Pope Francis is the first pope to attend the Venice Biennale, which is a prestigious international art exhibition featuring art, architecture, dance, cinema and music.
Cardinal José Tolentino de Mendonça, prefect of the Dicastery for Culture and Education and curator of the Holy See’s pavilion, welcomed the pope inside the prison chapel, which was decorated with dozens of festoons made from colorful fabrics, knits and other objects hanging from the ceiling.
In attendance were other curators, special guests and artists whose work was showcased in the pavilion: Maurizio Cattelan, Bintou Dembelé, Simone Fattal, Claire Fontaine, Sónia Gomes, Corita Kent, Marco Perego and Zoe Saldana and Claire Tabouret.
“We must not forget that in the history of the church’s relationship with the arts there have also been ambiguities and harsh tensions,” the cardinal said in his remarks.
The pope’s visit to the biennale was a clear sign of ushering in “a new style” where different views can be “woven” together in freedom as part of a more “authentic journey we can make together” rather than an “obsessive assertion of power,” the cardinal said.
“This pavilion is a testimony to that,” he said, because they did not seek out “safe” artists but invited people to present what they themselves see. “In this sense, we chose to be tenants and neighbors rather than hosts.”
Pope Francis said he wanted to meet and thank the artists personally; “the world needs artists,” he said.
Pope encourages artists to see with another’s eyes
“It would be important if the various artistic practices could establish themselves everywhere as a sort of network of cities of refuge, cooperating to rid the world of the senseless and by now empty oppositions that seek to gain ground in racism, in xenophobia, in inequality, in ecological imbalance and aporophobia, that terrible neologism that means ‘fear of the poor,'” he said.
“I beg you, fellow artists, to imagine cities that do not yet exist on the maps: cities where no human being is considered a stranger,” he said, referring to the biennale’s theme, “Strangers Everywhere.”
“We are proposing to be ‘brothers and sisters everywhere,'” he said.
The Holy See’s pavilion is dedicated to the theme, “With my eyes,” and the pope said, “We all need to be looked at and to dare to look at ourselves.”
Jesus looks at everyone with “a love that does not judge but knows how to be close and to encourage.
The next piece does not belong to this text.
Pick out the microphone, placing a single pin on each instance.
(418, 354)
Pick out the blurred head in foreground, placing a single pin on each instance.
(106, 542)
And I would say that art educates us in this type of outlook, not possessive, not objectifying, but neither indifferent nor superficial,” he said.
The pope criticized the predatory exaltation and commercialization of art that risks “preying on creativity, stealing innocence and, finally, coldly instructing on what is to be done.”
He also encouraged listening to women artists “because they have something important to teach us. I am thinking of artists such as Frida Khalo, Corita Kent or Louise Bourgeois, and many others.”
“I hope with all my heart that contemporary art can open our eyes, helping us to value adequately the contribution of women, as co-protagonists of the human adventure,” he said.